Hypnic Jerks seem to be a sign that the motor system can still exert some control over the body as sleep paralysis begins to take over. Rather than having a single sleep-wake switch in the brain for controlling our sleep (i.e. ON at night, OFF during the day), we have two opposing systems balanced against each other that go through a daily dance, where each has to wrest control from the other ... as hypnic jerks escape during the struggle between wake and sleep, the mind is undergoing its own transition. In the waking world, we must make sense of external events. In dreams the mind tries to make sense of its own activity, resulting in dreams. Whilst a veil is drawn over most of the external world as we fall asleep, hypnic jerks are obviously close enough to home – being movements of our own bodies – to attract the attention of sleeping consciousness. Along with the hallucinated night-time world they get incorporated into our dreams (1).

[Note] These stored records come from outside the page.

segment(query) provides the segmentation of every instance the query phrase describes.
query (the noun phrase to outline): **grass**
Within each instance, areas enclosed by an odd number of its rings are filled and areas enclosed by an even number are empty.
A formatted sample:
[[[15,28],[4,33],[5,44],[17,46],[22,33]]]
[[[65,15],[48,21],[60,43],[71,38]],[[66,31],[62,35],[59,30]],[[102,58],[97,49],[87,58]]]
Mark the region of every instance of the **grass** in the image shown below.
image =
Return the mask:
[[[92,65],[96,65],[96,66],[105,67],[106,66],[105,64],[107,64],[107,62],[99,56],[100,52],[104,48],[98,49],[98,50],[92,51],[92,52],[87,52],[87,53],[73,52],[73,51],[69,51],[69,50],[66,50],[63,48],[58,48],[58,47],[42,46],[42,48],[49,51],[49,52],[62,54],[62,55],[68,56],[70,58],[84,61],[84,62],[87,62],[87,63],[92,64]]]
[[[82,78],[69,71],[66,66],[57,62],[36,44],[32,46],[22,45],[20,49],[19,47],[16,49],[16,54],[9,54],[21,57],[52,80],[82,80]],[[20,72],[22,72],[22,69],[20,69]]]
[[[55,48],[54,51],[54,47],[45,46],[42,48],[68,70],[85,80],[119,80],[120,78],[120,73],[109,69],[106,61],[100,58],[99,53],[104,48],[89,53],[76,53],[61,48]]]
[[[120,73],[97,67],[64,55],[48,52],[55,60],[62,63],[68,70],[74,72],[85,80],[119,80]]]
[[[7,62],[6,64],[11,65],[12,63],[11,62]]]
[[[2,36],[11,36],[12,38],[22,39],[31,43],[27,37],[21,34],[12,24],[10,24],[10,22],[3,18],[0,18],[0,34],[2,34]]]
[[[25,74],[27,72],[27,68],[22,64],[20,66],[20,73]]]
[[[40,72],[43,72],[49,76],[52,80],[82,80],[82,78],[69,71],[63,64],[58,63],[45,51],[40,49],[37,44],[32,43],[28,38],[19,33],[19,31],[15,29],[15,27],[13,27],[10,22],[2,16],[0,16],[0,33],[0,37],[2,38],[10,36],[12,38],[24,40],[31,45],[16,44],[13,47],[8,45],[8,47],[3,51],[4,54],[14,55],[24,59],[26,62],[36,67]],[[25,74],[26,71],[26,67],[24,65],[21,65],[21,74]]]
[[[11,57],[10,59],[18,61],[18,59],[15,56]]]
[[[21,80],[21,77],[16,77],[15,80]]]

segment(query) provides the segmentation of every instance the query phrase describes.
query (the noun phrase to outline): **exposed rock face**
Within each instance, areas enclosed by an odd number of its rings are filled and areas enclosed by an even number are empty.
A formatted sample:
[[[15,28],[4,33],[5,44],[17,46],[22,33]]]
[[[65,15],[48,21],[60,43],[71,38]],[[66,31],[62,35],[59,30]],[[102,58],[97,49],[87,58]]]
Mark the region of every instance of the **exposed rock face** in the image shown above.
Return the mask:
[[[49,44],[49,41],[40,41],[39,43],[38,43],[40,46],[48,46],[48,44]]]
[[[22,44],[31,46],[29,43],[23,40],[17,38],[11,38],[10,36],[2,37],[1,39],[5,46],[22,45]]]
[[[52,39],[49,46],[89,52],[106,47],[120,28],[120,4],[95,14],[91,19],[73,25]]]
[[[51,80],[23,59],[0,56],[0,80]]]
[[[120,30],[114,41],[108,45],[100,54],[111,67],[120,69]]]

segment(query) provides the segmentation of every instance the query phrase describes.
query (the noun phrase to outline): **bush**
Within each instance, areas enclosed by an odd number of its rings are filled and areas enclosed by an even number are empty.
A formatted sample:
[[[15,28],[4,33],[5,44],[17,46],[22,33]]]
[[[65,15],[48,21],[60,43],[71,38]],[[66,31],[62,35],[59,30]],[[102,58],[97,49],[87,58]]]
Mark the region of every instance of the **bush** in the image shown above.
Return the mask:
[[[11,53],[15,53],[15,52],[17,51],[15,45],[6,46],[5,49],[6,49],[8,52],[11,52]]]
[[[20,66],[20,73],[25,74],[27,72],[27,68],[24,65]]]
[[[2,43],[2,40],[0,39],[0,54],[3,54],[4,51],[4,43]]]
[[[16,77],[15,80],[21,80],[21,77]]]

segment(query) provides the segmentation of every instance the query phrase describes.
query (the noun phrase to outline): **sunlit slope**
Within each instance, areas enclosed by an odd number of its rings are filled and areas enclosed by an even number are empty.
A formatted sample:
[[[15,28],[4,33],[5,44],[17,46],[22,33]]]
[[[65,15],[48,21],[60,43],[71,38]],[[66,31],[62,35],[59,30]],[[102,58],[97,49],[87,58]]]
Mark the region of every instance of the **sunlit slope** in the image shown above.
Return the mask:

In Hypnic Jerks, Woodruffe proposes both waking and dream states; the work stands astride the real and the imagined – the paintings are abstract yet reference the real world, with the trail of his brush marking stages, places and possible events. The brain processes the diverse events of our waking life by incorporating them into dreamed sequences, and similarly these paintings mix a jumble of cultural and historical signs into a surreal landscape.
The scribbles, meshes, and twisting lines lead to a number of associations: the rhythm of flax-fibre fishing nets and winding paths, tangled electrical leads, long-exposure starlight photography, and the fizz of static. Oblong swatches of colour, stripes and polka-dots allude to colourful modern fabrics: intensely patterned Liberty prints from London and limited edition sneakers from Vans and Nike, visual cues that suggest cultural diversity and creative confusions. Rough forms that interrupt the patterning shift at slower speeds, representing unfettered, floating spaces like that of interior cellular activity and the marbled liquid slides of 60s psychedelic light shows.

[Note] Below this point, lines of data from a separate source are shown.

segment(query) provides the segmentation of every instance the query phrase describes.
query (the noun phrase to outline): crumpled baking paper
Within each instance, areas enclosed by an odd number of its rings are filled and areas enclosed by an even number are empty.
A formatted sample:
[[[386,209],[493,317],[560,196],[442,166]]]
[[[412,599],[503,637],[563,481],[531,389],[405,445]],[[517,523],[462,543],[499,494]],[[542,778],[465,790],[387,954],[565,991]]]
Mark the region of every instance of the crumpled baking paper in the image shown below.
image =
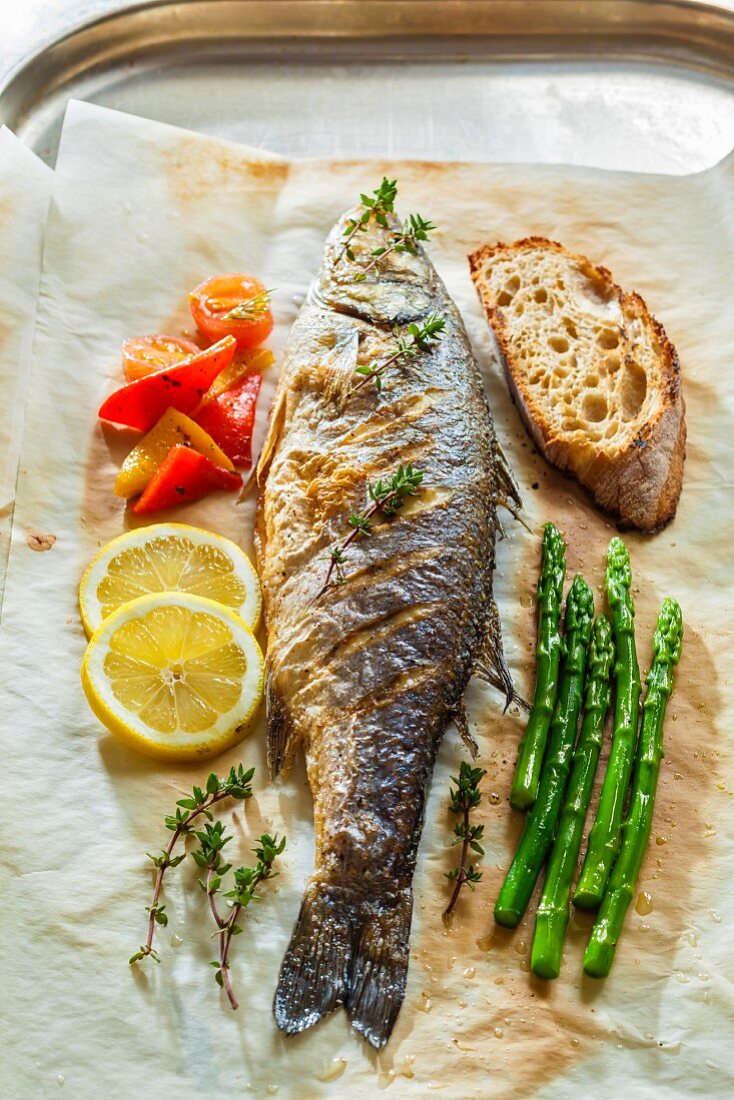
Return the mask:
[[[471,286],[466,253],[483,242],[543,234],[606,264],[664,322],[683,364],[688,459],[678,515],[653,538],[631,534],[643,673],[664,596],[686,621],[666,723],[655,825],[611,977],[582,976],[589,930],[574,917],[561,977],[528,973],[532,908],[515,932],[491,908],[521,821],[507,805],[521,732],[481,685],[469,720],[488,769],[476,820],[484,877],[441,922],[454,864],[449,775],[464,755],[447,732],[436,765],[415,879],[408,990],[388,1047],[376,1055],[343,1013],[288,1040],[271,1000],[312,866],[311,802],[302,767],[275,785],[264,727],[218,759],[256,766],[255,797],[231,815],[239,859],[260,831],[285,831],[282,873],[247,914],[233,950],[241,1007],[232,1013],[207,963],[216,949],[196,870],[170,872],[161,963],[131,969],[151,892],[144,852],[163,816],[205,767],[136,755],[89,712],[79,683],[85,640],[76,586],[97,547],[128,519],[112,494],[131,445],[104,433],[96,410],[120,382],[131,334],[182,331],[186,292],[243,269],[276,287],[280,353],[330,225],[383,173],[398,208],[439,226],[430,252],[460,306],[497,429],[520,482],[528,533],[509,517],[496,591],[509,661],[532,690],[533,590],[540,525],[569,540],[602,606],[613,524],[534,452],[501,376]],[[653,177],[565,167],[424,162],[268,162],[211,138],[72,104],[46,236],[31,398],[0,639],[5,854],[2,870],[4,1080],[13,1096],[303,1098],[492,1095],[618,1100],[729,1096],[734,1039],[730,941],[734,774],[731,761],[731,546],[734,160],[700,175]],[[259,410],[264,430],[267,382]],[[181,509],[251,548],[254,504],[230,496]],[[26,532],[53,534],[34,553]],[[233,844],[234,849],[234,844]],[[645,912],[645,909],[651,911]]]
[[[51,169],[0,127],[0,608],[51,179]]]

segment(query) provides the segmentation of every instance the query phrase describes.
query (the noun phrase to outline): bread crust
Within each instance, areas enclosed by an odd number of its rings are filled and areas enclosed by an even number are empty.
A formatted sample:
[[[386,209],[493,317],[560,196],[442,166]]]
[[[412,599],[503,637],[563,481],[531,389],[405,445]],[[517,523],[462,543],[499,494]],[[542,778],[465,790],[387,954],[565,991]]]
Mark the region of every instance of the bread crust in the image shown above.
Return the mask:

By moving each component differently – to float or scrawl, point or effervesce – Woodruffe creates a tempo and sequence that is both decorative and disorientating, the hypnic jerks that signal the struggle between waking and dreaming.
Hypnic Jerks will be the artists second solo exhibition with the Gisborne Gallery.
Footnote: (1) Stafford, T. 22nd May 2012, www.bbc.com/future/columns/neurohacks.